Lina Bo Bardi has been lauded as a “posthumous starchitect,” and “the most underrated architect of the twentieth century.”

Those epithets soon may be passé. When the Museum of Modern Art opens its exhibition “Latin America in Construction: Architecture 1955–1980” on March 29, it will focus an intensifying spotlight on the work of the Italian-born architect and designer, who moved with her husband to Brazil in the 1940s and helped create the South American nation’s modern identity.

MOMA’s showcase, comprising original architectural drawings, models, photographs and films from the period, seems likely to further raise the profile of an architect who was an outlier in her own times, but has attracted growing international attention since her death in 1992.

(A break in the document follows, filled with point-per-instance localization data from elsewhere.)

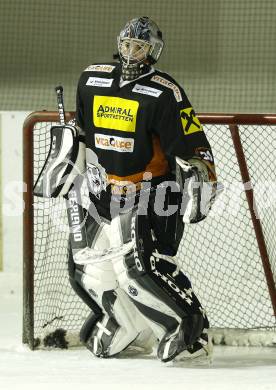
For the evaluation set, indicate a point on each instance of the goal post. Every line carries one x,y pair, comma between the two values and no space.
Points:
230,257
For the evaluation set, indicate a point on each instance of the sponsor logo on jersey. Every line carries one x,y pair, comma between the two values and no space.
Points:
147,90
111,142
115,113
99,82
168,84
189,121
100,68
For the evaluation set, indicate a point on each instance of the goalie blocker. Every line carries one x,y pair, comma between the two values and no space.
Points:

“A Lina Bo Bardi should be as famous as a Walter Gropius,” said Barry Bergdoll, a Columbia University professor, MOMA curator and co-organizer of MOMA’s exhibition.

Mr. Bergdoll said the “main aim” of MOMA’s exhibition is to highlight the variety and quality of under-known South American architects such as Ms. Bo Bardi, her fellow Brazilian Lúcio Costa and the Argentine Clorindo Testa. The new exhibition – the first large-scale New York museum show of its kind since 1955, when MOMA staged “Latin American Architecture since 1945” – will focus on a period of intense creativity across the region that occurred despite violent political and economic upheaval. Ms. Bo Bardi, a leftist, frequently scrapped with bureaucratic supporters of Brazil’s right-wing military regime that ruled the country from 1964 to 1985, a stance that likely limited her output. Read more…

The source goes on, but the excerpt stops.